In einem Review stellten Muntoni und Voit (2004) fest, dass Dystroglycan ein wichtiges Strukturprotein ist, das Zellen mit der extrazellulären Matrix verbindet und ein wesentlicher Bestandteil der Basalmembran ist. Die Hypoglykosylierung von Alpha-Dystroglycan führt zur Störung des Dystrophin (DMD; 300377) -Glykoprotein-Komplexes im Skelettmuskel und kann gliale und neuronale Interaktionen stören, was zu einer abnormalen Migration von Neuronen im Gehirn führt.
Molekulargenetik
Durch Kandidatengenanalyse in Kombination mit Homozygotie-Mapping in 15 blutsverwandten Familien mit WWS, Beltran-Valero de Bernabe et al. (2002) identifizierte homozygote oder zusammengesetzte heterozygote Mutationen im POMT1-Gen in 6 von 30 Probanden (siehe z. B. 607423.0001-607423.0003). Drei der Familien wurden von Cormand et al. (2001). Die immunhistochemische Analyse des Muskels von Patienten mit POMT1-Mutationen bestätigte den O-Mannosylierungsdefekt, gemessen an der Abwesenheit der Glykosylierung von DAG1. Die Ergebnisse legen nahe, dass Mutationen im POMT1-Gen etwa 20% der Fälle von WWS ausmachen.
Bei einem japanischen Jungen mit Walker-Warburg-Syndrom haben Kim et al. (2004) identifizierte eine homozygote 3-bp-Deletion im POMT1-Gen (607423.0004).
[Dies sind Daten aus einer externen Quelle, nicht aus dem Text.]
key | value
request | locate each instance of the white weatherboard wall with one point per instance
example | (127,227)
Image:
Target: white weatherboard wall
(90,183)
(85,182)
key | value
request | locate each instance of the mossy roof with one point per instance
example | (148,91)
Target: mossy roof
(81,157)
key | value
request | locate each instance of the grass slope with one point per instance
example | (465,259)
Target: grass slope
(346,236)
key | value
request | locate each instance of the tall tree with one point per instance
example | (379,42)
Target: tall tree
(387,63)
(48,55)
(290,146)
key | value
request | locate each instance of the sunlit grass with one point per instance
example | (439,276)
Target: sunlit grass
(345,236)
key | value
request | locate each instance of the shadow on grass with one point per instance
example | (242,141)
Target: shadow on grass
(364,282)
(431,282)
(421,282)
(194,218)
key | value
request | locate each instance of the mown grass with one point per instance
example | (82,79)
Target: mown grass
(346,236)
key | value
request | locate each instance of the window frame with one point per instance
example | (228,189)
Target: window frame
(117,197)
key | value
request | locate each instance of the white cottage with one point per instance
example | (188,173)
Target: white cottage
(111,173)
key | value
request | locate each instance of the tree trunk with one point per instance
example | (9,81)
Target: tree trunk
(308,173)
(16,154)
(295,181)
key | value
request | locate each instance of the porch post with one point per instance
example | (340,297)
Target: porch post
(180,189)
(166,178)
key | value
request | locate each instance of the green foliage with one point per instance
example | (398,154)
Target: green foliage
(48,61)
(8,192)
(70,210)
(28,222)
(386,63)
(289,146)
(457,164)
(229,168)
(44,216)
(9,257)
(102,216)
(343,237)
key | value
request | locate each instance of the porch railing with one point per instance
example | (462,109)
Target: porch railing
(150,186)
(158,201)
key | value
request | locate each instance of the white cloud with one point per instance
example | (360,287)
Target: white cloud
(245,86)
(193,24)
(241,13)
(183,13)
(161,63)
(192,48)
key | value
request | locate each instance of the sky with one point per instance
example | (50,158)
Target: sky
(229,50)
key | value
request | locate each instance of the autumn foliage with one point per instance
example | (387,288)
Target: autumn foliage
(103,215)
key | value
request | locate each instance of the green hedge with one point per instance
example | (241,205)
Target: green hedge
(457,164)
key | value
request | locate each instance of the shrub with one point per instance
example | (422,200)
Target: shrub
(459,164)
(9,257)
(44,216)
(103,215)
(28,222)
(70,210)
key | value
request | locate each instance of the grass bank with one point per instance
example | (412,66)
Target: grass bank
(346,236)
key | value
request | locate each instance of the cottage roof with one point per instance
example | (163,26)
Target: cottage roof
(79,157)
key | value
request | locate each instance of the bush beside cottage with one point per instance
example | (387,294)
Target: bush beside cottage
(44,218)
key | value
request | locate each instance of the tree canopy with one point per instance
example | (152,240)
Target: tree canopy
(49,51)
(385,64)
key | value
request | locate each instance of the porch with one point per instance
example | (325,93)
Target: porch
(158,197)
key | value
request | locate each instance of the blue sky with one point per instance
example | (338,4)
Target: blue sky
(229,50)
Currier et al. (2005) identifizierten heterozygote POMT1-Mutationen bei 2 von 30 nicht verwandten Patienten mit WWS, aber eine zweite POMT1-Mutation wurde bei keinem der beiden Patienten identifiziert. Die Autoren kamen zu dem Schluss, dass Mutationen im POMT1-Gen eine seltene Ursache für WWS sind, die nur in 7% ihrer Patientenprobe identifiziert wurden.
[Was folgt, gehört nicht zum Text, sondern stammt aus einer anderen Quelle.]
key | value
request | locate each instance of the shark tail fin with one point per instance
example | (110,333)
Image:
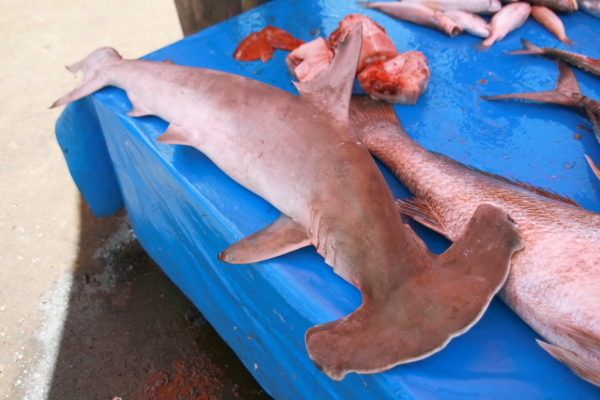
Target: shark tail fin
(93,80)
(421,306)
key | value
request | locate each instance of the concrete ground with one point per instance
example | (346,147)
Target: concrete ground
(84,314)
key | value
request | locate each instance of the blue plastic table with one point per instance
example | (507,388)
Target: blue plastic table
(184,210)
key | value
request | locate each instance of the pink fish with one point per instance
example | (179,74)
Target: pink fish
(509,18)
(309,60)
(586,63)
(300,154)
(566,93)
(553,282)
(400,80)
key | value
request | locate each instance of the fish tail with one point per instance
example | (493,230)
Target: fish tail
(530,48)
(593,166)
(93,80)
(407,317)
(568,42)
(585,367)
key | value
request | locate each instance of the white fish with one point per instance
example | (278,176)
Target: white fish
(509,18)
(300,154)
(417,14)
(553,282)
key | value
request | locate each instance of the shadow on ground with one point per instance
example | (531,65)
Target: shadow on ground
(131,333)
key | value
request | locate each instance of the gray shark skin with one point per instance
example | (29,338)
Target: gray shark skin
(300,154)
(553,282)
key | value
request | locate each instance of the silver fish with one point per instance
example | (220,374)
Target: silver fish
(586,63)
(472,6)
(509,18)
(553,282)
(470,23)
(417,14)
(567,93)
(562,6)
(552,22)
(300,154)
(591,7)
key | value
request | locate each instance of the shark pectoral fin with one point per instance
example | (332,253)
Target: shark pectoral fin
(281,237)
(415,314)
(565,93)
(333,88)
(175,134)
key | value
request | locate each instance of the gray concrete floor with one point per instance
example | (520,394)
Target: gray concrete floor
(83,313)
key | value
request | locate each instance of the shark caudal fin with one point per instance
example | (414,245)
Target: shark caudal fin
(566,92)
(93,80)
(425,306)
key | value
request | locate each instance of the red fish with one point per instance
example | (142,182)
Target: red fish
(261,45)
(553,282)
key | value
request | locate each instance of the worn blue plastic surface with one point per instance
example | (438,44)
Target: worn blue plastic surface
(185,210)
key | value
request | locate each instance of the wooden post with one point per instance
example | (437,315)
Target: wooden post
(195,15)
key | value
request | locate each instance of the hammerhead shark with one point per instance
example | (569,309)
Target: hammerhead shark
(300,154)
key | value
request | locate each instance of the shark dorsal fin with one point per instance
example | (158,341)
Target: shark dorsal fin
(333,88)
(567,82)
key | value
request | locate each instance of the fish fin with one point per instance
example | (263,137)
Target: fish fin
(93,79)
(332,89)
(175,134)
(530,48)
(567,82)
(416,314)
(283,236)
(139,109)
(549,194)
(422,212)
(586,368)
(593,166)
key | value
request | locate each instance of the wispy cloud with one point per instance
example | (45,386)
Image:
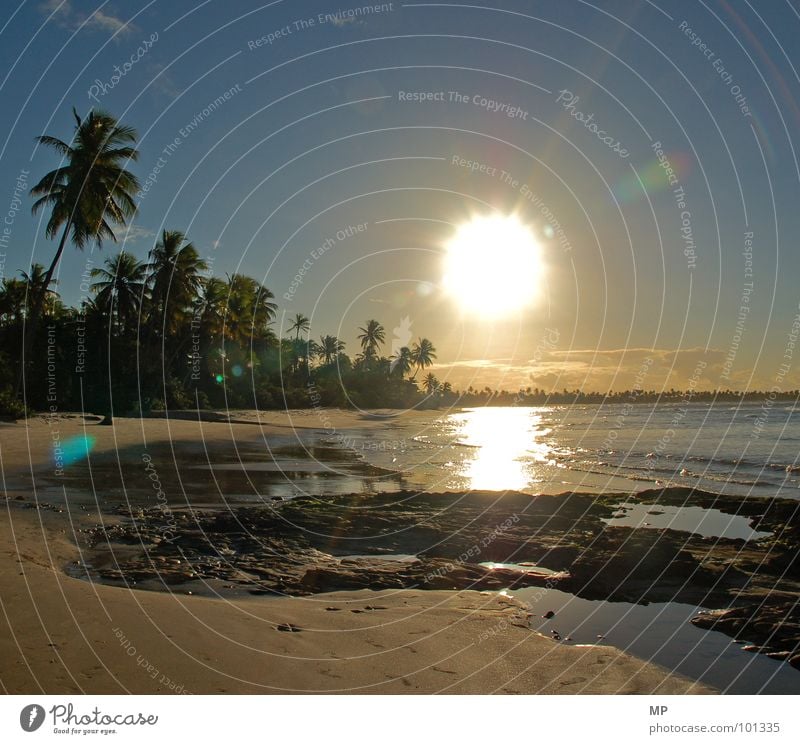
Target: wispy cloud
(133,234)
(66,15)
(341,22)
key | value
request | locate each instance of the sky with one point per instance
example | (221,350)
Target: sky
(650,148)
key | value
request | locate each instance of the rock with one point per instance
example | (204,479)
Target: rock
(779,655)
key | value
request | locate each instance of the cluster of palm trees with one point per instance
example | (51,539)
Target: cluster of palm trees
(372,336)
(165,331)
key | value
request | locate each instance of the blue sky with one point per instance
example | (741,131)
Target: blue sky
(312,138)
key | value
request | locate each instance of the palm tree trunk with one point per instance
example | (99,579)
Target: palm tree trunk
(37,307)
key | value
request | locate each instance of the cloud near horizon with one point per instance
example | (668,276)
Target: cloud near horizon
(598,370)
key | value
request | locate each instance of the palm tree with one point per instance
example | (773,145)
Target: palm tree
(371,337)
(431,383)
(121,287)
(13,305)
(402,362)
(300,325)
(35,287)
(176,275)
(249,310)
(423,354)
(92,191)
(88,194)
(329,348)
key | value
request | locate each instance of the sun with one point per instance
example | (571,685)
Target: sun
(493,265)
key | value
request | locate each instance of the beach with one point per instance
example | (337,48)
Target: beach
(63,633)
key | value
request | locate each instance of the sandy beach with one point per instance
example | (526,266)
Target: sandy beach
(63,634)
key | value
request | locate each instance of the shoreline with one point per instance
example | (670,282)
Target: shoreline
(483,631)
(64,635)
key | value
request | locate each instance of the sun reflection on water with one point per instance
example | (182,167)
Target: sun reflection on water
(507,445)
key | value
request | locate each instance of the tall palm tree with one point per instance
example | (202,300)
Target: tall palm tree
(120,287)
(248,312)
(35,286)
(300,325)
(329,348)
(431,383)
(176,276)
(13,304)
(402,362)
(92,191)
(371,337)
(422,354)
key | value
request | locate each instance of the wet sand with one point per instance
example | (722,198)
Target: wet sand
(63,634)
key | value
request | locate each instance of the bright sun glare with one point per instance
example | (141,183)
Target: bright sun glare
(493,265)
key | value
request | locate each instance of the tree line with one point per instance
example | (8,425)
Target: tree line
(165,333)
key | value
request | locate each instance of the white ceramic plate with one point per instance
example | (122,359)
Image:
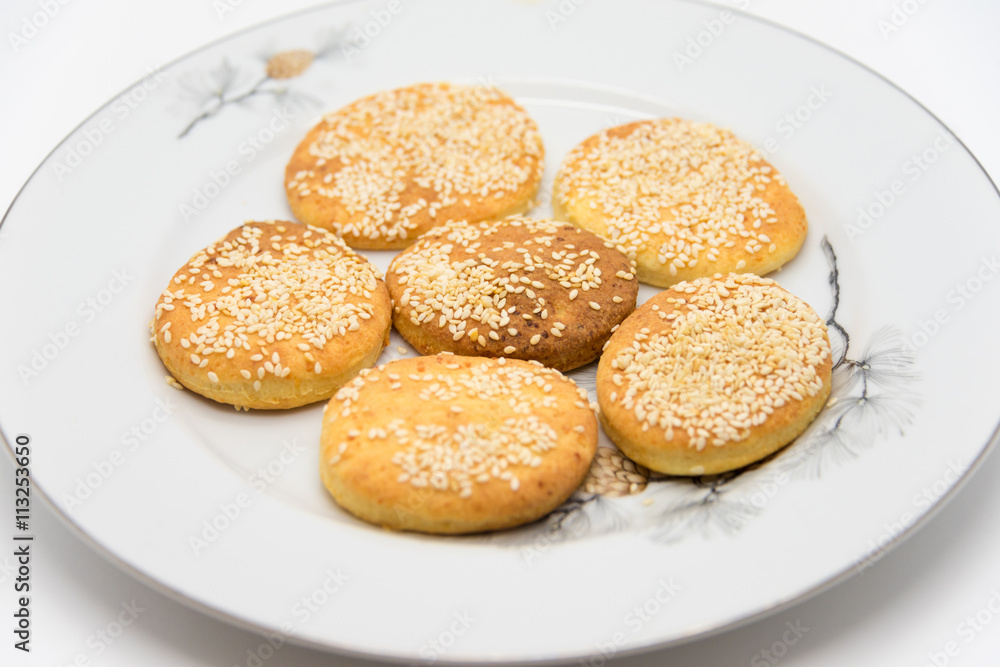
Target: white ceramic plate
(224,509)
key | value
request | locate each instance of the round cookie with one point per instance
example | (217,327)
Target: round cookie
(450,444)
(713,375)
(386,168)
(684,199)
(273,315)
(519,288)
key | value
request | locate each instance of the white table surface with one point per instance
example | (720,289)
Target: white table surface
(912,607)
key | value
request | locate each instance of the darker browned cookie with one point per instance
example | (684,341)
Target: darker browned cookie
(518,288)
In einer großen Studie mit 92 Probanden mit Muskeldystrophie und Nachweis einer Dystroglykanopathie haben Godfrey et al. (2007) fanden heraus, dass 1 Patient mit einem MEB-ähnlichen Phänotyp eine homozygote 2-bp-Deletion im POMT1-Gen aufwies (2179delTC; 607423.0015).
In einer großen Studie mit 81 italienischen Patienten mit einer Dystroglykanopathie haben Mercuri et al. (2009) fanden heraus, dass 2 mit MEB Mutationen im POMT1-Gen aufwiesen (607423.0016-607423.0018).
Geschichte
Williams et al. (1984) berichtete von einem betroffenen Bruder und einer betroffenen Schwester, die am postnatalen Tag 53 und im dritten Monat starben. Histologische Studien zeigten eine Myopathie, und Gehirnbefunde deuteten auf eine sklerosierende Meningoenzephalitis hin, die im zweiten und dritten Trimester aktiv war. In der Tat favorisierten die Autoren eine nicht-genetische Ursache, d. H. einen erworbenen Agenten…transplazental durch aufeinanderfolgende Schwangerschaften übertragen.‘
Karadeniz et al. (2002) berichteten von einem Säugling mit klinischen Anzeichen eines Walker-Warburg-Syndroms, einschließlich angeborener Muskeldystrophie, Lissenzephalie, ventrikulärer Dilatation und Hydrozephalus, Hypoplasie des Kleinhirnwurms, bilateraler Megalocornea und Optikusatrophie mit Buphthalmus und Hornhauttrübung. Eine scheinbar ausgeglichene de novo reziproke Translokation, t(5; 6) (q35; q21), wurde nachgewiesen. Da das Walker-Warburg-Syndrom jedoch eine rezessive Erkrankung ist, wäre eine separate Mutation am anderen Allel erforderlich, wenn sich das Gen für diese Störung an 1 der 2 Haltepunkte befindet. Die Autoren wiesen darauf hin, dass sich die Lamininkette alpha-4 (LAMA4; 600133) auf 6q21 befindet.